Save A Life (SALI) model: an intervention model to achieve development goals through public NGO partnership (PNP), capability development and evidence-based practice

Heitham Awadalla, Ibrahim A. Janahi, David Dombkins, Fahad A. Elnour, Osman Abbass, Abubakr A. Omer, Khalid Mudawe Nurain, Abulgassim Abdelwahab, Osama Y. Algibali


Save A Life (SALI) is an innovative model based on public NGO partnerships (PNP) aiming at sustainable solutions/services/projects to save lives in fragile and conflict-affected countries. Achieving the United Nations Developmental Goals (SDGs) requires all service delivery actors to work systemically and in partnership. In this review we describe a model of NGO (SALI), implemented in Sudan.

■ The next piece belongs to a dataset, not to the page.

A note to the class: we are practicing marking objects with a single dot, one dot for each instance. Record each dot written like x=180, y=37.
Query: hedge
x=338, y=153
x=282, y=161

SALI is providing a structured capability development program that transforms local NGOs from being humanitarian aid-dependent, into development-oriented organizations—equal in capability to large private sector clinical health care providers in OECD countries that deliver sustainable core public services guided by evidence. The core components are: effective PNP; capability development program (systems and personnel); robust governance systems supported by an enterprise management system; and applied research and evidence generation. Since the beginning of the pilot phase in Sudan in 2016 (currently two local NGOs are delivering health projects using the SALI model), a considerable progress was achieved. For instance, developing the capability toolkits; training of the country core team to lead the program; establishing PNP core group; and implementing several projects using the SALI model. Initial findings reflect a promising future for this model which will be focusing on institutionalization and certification of the model. The United Nations PPP Centre of Excellence in Geneva has recognized the pilot SALI project as one of the ten best projects in delivering the United Nations Development Goals and recommends the Taqaddum model for Putting People First Partnerships. Investing in the development of local NGOs is a critical lever to achieve the SDGs in fragile and conflict-affected countries. The SALI model is a pragmatic model to transform the way humanitarian projects are designed and delivered to provide sustainable, fit for purpose, and value for money health care services. The initial findings are promising to shape the road for SALI to be a global recognized model of intervention.